SCOTUS weighs hearing interstate double-taxation case

The Supreme Court will soon decide whether to grant certiorari to a case (decide to hear it) where taxpayers that resided in one state but met the definition of a “statutory resident” in another state were subject to taxation of all of their income in both states. The case is scheduled for conference on Oct. 1, 2019.

The taxpayers, Samuel and Louise Edelman, lived in Connecticut but worked in New York where they owned an apartment. Although their primary residence is in Connecticut, they met New York’s definition of a “statutory resident” and were subject to taxation by both states. A “statutory resident” under New York law is an individual who spends any portion of 183 days or more in New York and maintains a “permanent place of abode” in the state.
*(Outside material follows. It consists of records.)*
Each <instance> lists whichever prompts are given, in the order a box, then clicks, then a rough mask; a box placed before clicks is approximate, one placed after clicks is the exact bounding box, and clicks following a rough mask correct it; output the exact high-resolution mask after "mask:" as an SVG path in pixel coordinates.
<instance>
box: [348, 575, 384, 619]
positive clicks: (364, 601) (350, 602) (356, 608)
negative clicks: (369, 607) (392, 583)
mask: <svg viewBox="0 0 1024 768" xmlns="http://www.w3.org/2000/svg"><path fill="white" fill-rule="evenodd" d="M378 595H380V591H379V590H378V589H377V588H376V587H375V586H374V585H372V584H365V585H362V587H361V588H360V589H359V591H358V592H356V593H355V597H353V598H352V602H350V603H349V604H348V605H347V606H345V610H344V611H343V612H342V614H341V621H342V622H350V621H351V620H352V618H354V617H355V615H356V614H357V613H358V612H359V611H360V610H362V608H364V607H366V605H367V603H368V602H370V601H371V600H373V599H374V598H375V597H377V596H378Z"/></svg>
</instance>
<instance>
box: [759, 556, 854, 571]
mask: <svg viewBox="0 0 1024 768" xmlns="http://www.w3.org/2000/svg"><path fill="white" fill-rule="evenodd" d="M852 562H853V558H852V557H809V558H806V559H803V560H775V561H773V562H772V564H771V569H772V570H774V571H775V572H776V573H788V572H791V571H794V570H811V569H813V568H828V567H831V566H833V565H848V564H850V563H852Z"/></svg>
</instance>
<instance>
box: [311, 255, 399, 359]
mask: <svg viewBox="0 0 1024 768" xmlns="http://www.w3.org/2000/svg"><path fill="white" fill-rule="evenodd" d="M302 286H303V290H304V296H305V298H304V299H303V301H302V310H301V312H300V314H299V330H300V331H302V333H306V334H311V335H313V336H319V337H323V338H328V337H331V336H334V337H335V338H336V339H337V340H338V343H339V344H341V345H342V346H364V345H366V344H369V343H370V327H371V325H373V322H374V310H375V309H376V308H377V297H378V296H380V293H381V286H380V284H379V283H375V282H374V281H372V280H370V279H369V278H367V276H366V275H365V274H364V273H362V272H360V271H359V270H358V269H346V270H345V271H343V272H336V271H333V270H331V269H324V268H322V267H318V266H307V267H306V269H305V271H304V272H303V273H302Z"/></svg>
When the Edelmans sold interest in their business, they were taxed on all of their intangible income from the sale by both Connecticut and New York, but were not allowed any credit by New York for the tax paid to Connecticut.

A petition for certiorari was also filed with the Supreme Court in June 2019 in Richard Chamberlain and Martha Crum v. New York State, a second case involving the same issue.

“There are two separate petitions, but the brief submitted by New York treats them similarly,” explained Michael Lurie, an associate at law firm Reed Smith who co-authored an amicus curiae brief on behalf of the Business Council of New York.

“The court might take one of the cases and hold the other, rather than having to consolidate two cases,” he said. “That way they can deal with just one set of facts, and not have to worry about any minor factual differences where the legal issues are identical. If they decide to affirm the lower court, they would dismiss the other case. Then, if they were to reverse the decision below, they could take the second case and remand it back to the New York court.”

“The issue is internal consistency,” said Lurie. “The test is whether, if every state adopted the same tax, would the same taxpayer who engages in an activity in multiple states pay more tax than a taxpayer doing the same activity in a single state. If it fails this test, then it discriminates against interstate commerce.”

Justices of the U.S. Supreme Court pose during their formal group photograph in the East Conference Room of the Supreme Court in Washington, D.C., U.S. Seated from left: Associate Justice Stephen Breyer, Associate Justice Clarence Thomas, Chief Justice John Roberts, Associate Justice Ruth Bader Ginsburg and Associate Justice Samuel Alito Jr. Standing behind from left: Associate Justice Neil Gorsuch, Associate Justice Sonia Sotomayor, Associate Justice Elena Kagan and Associate Justice Brett Kavanaugh.

New York’s statutory residency provision fails the internal consistency test, Lurie said. Under a 2015 Supreme Court decision in Comptroller of the Treasury of Maryland v. Wynne, a tax on individual income that fails the internal consistency test violates the Commerce Clause.

New York courts held that the provision does not violate the Commerce Clause, because it does not affect interstate commerce. In its brief, New York argued that its tax scheme did not conflict with Wynne and "passes the internal consistency test.”

In its brief, New York cited 10 other states that have both materially identical definitions of statutory residents and similar limitations on credits for intangible income, thus creating opportunities for other states to rule on the issue and potentially delaying any response by the Supreme Court. The reply brief for the petitioners counters this by noting that “even if further percolation were likely, it would be of limited value here. Petitioners seek this court’s review on the basis of a conflict not among decisions of the lower courts,but rather with a decision of the court itself.”

The New York decision sought to be reversed is part of a trend of state courts avoiding the Supreme Court’s Commerce Clause precedent by labeling an interstate activity as “intrastate,” according to Lurie. “This case provides a suitable vehicle to stop this trend,” he said.

Although the end result is unfair on its face, that doesn’t guarantee the court will agree to hear the cases.